A partir de là, vouloir diriger la prévention spécialisée vers une seule action auprès d'une population ciblée par la logique sécuritaire est une démarche absurde. Nous réaffirmons la validité actuelle de la notion d'“action dans le milieu”, où la promotion des groupes et la logique de projet s'inscrivent pleinement.
Revenons par ailleurs sur certaines images proposées par Gilbert Berlioz. La prévention spécialisée se poserait comme une “exception culturelle”. Cette image est assez floue. Si l'on se place du point de vue de l'histoire, alors oui, elle a dû s'affirmer comme une exception culturelle professionnelle pour exister et se faire reconnaître. Si l'on considère ses réticences actuelles vis-à-vis des institutions politiques ou de ses partenaires, alors ces propos sont inexacts. La prévention affirme des spécificités qui participent de sa définition et ouvrent la voie à une action différente des autres. Elle les proclame d'autant plus qu'elle subit des pressions et des tentatives d'instrumentalisation, illustrées par exemple par la déclaration de l'Assemblée des départements de France - malgré tout le bien qu'en pense Bernard Heckel -, et bientôt par le projet de loi Sarkozy.
Entre la “vinaigrette électorale” et le “ketchup libéral”, il s'agit d'une seule et même sauce particulièrement indigeste que certains voudraient faire avaler aux éducateurs.
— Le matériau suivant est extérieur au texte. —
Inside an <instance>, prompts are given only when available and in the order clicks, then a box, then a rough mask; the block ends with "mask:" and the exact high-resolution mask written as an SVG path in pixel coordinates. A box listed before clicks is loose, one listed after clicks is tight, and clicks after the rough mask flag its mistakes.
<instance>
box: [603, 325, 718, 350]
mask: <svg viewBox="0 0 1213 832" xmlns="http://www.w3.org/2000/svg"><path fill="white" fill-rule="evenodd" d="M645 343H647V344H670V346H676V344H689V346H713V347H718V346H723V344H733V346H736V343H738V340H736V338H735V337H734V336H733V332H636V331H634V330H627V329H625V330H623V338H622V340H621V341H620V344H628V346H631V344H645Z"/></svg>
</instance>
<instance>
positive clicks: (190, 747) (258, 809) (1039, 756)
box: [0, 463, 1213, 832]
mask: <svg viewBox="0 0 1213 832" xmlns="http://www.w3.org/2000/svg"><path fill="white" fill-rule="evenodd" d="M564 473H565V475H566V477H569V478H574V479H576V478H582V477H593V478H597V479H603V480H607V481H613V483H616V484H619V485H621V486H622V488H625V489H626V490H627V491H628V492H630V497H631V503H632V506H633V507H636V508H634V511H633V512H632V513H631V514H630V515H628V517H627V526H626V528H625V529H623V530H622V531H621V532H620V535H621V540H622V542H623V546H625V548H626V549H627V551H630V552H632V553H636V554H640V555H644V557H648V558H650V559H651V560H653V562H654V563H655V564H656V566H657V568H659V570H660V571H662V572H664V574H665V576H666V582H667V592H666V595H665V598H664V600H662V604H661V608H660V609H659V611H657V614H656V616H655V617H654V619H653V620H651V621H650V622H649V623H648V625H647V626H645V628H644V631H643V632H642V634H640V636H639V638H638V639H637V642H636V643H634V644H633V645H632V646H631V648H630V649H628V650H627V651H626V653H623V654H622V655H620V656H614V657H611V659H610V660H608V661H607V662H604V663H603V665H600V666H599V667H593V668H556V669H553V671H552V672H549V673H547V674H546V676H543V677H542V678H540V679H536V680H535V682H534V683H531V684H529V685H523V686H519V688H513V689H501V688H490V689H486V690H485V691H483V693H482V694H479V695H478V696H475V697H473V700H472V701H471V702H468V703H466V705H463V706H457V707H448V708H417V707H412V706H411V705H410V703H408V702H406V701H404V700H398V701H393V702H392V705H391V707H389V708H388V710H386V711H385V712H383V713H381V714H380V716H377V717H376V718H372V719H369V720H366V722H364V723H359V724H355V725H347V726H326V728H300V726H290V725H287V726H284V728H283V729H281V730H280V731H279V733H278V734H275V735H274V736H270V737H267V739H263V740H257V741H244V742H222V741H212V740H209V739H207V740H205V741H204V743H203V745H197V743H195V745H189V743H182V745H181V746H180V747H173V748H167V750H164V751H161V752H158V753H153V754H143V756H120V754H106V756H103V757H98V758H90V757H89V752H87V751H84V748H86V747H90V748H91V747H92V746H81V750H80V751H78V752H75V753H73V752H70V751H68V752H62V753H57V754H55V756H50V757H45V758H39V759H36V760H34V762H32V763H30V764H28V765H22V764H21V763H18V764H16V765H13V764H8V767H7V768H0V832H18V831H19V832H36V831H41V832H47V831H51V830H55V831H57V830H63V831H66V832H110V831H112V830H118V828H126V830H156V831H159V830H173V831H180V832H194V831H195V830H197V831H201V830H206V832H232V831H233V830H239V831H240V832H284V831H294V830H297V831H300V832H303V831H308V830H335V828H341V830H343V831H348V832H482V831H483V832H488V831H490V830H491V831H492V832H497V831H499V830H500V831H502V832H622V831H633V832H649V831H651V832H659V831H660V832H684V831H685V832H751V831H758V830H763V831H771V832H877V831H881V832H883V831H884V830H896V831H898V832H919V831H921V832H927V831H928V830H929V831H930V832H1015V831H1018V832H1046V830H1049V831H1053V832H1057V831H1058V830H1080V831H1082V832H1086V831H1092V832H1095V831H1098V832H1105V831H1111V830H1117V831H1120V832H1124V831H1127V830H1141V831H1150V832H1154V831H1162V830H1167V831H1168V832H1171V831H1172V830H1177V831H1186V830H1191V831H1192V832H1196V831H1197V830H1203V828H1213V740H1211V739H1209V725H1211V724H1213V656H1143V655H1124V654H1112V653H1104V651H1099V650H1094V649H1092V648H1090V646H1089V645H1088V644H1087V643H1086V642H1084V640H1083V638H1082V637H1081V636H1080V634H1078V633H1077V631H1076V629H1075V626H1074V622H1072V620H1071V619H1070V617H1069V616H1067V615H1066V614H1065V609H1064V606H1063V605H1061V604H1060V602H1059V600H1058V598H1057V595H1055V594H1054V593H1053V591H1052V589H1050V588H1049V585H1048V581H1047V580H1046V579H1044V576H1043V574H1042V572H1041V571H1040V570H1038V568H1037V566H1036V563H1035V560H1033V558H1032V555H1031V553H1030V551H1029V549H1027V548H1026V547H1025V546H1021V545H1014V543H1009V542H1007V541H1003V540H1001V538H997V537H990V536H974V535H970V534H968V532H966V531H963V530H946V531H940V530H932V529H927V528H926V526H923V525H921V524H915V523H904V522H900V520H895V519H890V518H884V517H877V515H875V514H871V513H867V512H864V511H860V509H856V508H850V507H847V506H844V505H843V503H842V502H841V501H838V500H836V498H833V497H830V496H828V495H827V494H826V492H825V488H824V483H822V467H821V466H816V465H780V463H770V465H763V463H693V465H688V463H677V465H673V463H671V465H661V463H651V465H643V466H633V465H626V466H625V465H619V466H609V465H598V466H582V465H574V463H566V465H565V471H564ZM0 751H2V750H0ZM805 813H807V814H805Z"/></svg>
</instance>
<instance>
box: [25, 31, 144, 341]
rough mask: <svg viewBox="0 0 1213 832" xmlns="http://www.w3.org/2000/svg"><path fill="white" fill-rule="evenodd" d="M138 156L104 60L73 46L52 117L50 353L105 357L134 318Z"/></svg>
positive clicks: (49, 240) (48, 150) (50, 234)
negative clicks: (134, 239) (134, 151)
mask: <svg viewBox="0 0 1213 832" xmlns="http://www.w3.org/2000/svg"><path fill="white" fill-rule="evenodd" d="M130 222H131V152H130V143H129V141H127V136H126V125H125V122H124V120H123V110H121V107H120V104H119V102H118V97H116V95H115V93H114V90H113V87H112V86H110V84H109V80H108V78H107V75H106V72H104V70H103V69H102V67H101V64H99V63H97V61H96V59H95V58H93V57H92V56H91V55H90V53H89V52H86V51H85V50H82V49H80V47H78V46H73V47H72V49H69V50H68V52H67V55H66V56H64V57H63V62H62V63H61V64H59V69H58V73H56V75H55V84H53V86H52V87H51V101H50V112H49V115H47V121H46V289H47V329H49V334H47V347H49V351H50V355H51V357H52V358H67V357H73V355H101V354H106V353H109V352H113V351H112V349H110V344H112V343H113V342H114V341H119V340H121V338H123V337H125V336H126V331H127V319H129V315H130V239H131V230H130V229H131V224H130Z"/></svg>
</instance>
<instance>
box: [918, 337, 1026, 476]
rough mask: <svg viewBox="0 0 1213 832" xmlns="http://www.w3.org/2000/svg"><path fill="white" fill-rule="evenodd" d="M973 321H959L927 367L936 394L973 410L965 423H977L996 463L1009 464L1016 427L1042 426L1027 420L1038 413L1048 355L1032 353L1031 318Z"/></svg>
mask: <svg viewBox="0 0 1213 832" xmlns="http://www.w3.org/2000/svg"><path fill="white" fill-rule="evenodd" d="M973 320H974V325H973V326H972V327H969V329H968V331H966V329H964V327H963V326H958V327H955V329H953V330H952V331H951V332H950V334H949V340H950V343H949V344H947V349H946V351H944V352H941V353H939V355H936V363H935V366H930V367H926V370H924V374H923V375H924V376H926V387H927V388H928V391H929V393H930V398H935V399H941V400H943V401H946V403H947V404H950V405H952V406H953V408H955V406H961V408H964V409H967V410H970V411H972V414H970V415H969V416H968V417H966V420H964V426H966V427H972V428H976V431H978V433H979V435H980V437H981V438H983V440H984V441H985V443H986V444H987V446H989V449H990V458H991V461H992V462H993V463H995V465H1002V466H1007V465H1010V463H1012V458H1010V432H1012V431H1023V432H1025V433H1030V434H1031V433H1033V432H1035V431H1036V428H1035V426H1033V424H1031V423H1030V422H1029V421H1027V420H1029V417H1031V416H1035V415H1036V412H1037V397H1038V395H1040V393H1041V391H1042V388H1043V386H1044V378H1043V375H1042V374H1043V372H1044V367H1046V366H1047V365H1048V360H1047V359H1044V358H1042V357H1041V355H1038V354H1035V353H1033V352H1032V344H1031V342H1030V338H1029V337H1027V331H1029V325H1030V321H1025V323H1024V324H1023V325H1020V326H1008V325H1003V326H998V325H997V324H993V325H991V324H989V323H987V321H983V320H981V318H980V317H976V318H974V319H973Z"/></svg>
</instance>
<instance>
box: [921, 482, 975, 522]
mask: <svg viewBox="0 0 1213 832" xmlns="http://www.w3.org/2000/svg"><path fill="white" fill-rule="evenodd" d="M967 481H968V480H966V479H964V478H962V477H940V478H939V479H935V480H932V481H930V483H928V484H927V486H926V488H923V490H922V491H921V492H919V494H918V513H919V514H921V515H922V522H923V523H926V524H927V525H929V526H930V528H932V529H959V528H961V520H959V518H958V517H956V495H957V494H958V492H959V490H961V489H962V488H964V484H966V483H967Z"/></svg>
Rappelons une phrase juste de Saül Karsz : “la prévention spécialisée vise à restaurer, non pas le lien social en général, mais un lien social à visée démocratique”. Le sens du mot “démocratie” est certainement une seconde source de désaccord et de tension entre certains élus et les acteurs de la prévention spécialisée.
Parler de “doctrine” de la prévention laisse entendre un enfermement dans une pensée unique, une logique immuable. Ce terme justifierait l'attitude “soupçonneuse” de nos partenaires !Il est plus exact de reconnaître son évolution et de comprendre ses finalités. Par ailleurs, dire que la prévention “remet sur le droit chemin” réactualise la critique formulée dans les années 70 selon laquelle les éducateurs étaient des opérateurs de l'Etat social et ne remettaient en rien en question les inégalités que cet Etat générait. Les éducateurs d'aujourd'hui se veulent-ils les opérateurs de l'Etat libéral ?
Si la prévention spécialisée doit faire “confiance à ce qui advient”, nous ne devons pas oublier que la confiance est un processus. Alors, ouvrons le débat et créons d'autres possibles! »
C/o Jacky Dumoulin : 8, rue Dumortier - 59152 Chereng - E-mail :
(1) Voir ASH n° 2336 du 5-12-03 et ce numéro.
(2) Voir ASH n° 2334 du 21-11-03 et n° 2337 du 12-12-03.